American gridiron football player (born 1986)

Brandon McRae (born March 5, 1986) is an American former football wide receiver.

==Early life==
McRae played at Monacan High School in Richmond, Va. He helped lead the Chiefs to a 9-1 record during his senior season. He also participated in track, as a sprinter. After high school McRae played at Hargrave Military Academy in Chatham, Va. He played defensive back at Hargrave and ran a 4.51 40-yard dash at the Hargrave following the 2004 season and helped lead his prep school team to an 8-3 overall record.

==College career==
McRae attended Mississippi State University after beginning his collegiate career Morehead State University. In 2009, he recorded 14 receptions for 116 yards and suffered a broken leg that ended his senior season. In 2008, he played in all 12 games during his junior season, starting 10 times and led the team with 51 catches for 518 yards, a 10.2-yard per catch average, and three touchdowns. McRae played in all 13 games of his sophomore season, earning one starting call and made two catches for 50 yards on the season. In 2006, he sat out the season to establish his transfer eligibility.
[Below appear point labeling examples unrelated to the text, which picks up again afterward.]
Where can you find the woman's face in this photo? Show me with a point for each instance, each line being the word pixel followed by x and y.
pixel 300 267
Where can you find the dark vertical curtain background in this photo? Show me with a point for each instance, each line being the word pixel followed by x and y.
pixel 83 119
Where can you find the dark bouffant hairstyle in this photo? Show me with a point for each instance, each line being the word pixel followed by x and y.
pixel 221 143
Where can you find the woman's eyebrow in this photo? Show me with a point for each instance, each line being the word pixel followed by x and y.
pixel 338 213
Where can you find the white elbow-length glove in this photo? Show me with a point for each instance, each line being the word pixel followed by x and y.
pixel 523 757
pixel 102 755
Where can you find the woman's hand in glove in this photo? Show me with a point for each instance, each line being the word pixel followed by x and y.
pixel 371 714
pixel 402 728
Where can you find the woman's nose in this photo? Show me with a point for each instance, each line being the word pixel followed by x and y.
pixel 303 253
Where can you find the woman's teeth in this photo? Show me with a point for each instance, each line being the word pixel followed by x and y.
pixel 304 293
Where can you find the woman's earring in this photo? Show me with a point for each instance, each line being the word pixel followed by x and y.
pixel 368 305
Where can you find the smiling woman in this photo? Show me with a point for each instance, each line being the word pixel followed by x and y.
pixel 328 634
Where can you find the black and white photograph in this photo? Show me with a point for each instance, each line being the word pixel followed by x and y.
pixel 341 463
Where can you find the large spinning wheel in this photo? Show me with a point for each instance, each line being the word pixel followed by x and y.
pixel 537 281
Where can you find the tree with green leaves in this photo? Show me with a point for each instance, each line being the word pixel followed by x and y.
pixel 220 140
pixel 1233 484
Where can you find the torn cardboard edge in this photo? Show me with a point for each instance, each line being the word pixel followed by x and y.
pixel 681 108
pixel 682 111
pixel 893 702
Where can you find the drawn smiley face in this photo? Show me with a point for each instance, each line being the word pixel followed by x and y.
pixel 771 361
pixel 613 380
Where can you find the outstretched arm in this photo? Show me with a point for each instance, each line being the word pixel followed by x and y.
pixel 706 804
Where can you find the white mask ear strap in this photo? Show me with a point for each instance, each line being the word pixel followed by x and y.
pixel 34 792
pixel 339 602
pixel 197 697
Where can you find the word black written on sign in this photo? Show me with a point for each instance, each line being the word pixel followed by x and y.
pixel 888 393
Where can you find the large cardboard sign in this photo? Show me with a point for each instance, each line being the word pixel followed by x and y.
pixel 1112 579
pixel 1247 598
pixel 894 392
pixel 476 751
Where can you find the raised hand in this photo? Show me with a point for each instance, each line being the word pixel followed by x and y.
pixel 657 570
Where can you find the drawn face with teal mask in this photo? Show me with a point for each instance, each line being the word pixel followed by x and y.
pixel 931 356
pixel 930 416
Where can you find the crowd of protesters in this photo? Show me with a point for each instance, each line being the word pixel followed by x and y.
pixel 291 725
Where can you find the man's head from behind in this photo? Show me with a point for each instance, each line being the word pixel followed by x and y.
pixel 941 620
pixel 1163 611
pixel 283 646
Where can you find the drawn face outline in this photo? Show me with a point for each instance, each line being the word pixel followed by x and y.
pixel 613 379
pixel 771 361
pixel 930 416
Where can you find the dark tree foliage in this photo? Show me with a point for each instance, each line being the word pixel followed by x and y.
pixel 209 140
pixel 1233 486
In 2005 McRae led Morehead State University in receiving as a true freshman with 28 receptions for 361 yards, a 12.9-yard average, and one touchdown.

==Professional career==

Pre-draft measurables
| Height | Weight | 40-yard dash | 10-yard split | 20-yard split | 20-yard shuttle | Three-cone drill | Vertical jump | Broad jump | Bench press | Wonderlic |
| 6 ft 3+5⁄8 in (1.92 m) | 208 lb (94 kg) | 4.51 s | 1.66 s | 2.68 s | 4.28 s | 6.93 s | 34+1⁄2 in (0.88 m) | 9 ft 9 in (2.97 m) | 13 reps | x |
All values from MSU Pro Day.

===St. Louis Rams===
McRae signed with the Rams as an undrafted rookie free agent on April 25, 2010. He was waived and then signed to the Rams practice squad on September 4, 2010.

===Virginia Destroyers===
McRae was signed by the Virginia Destroyers of the United Football League on June 14, 2011.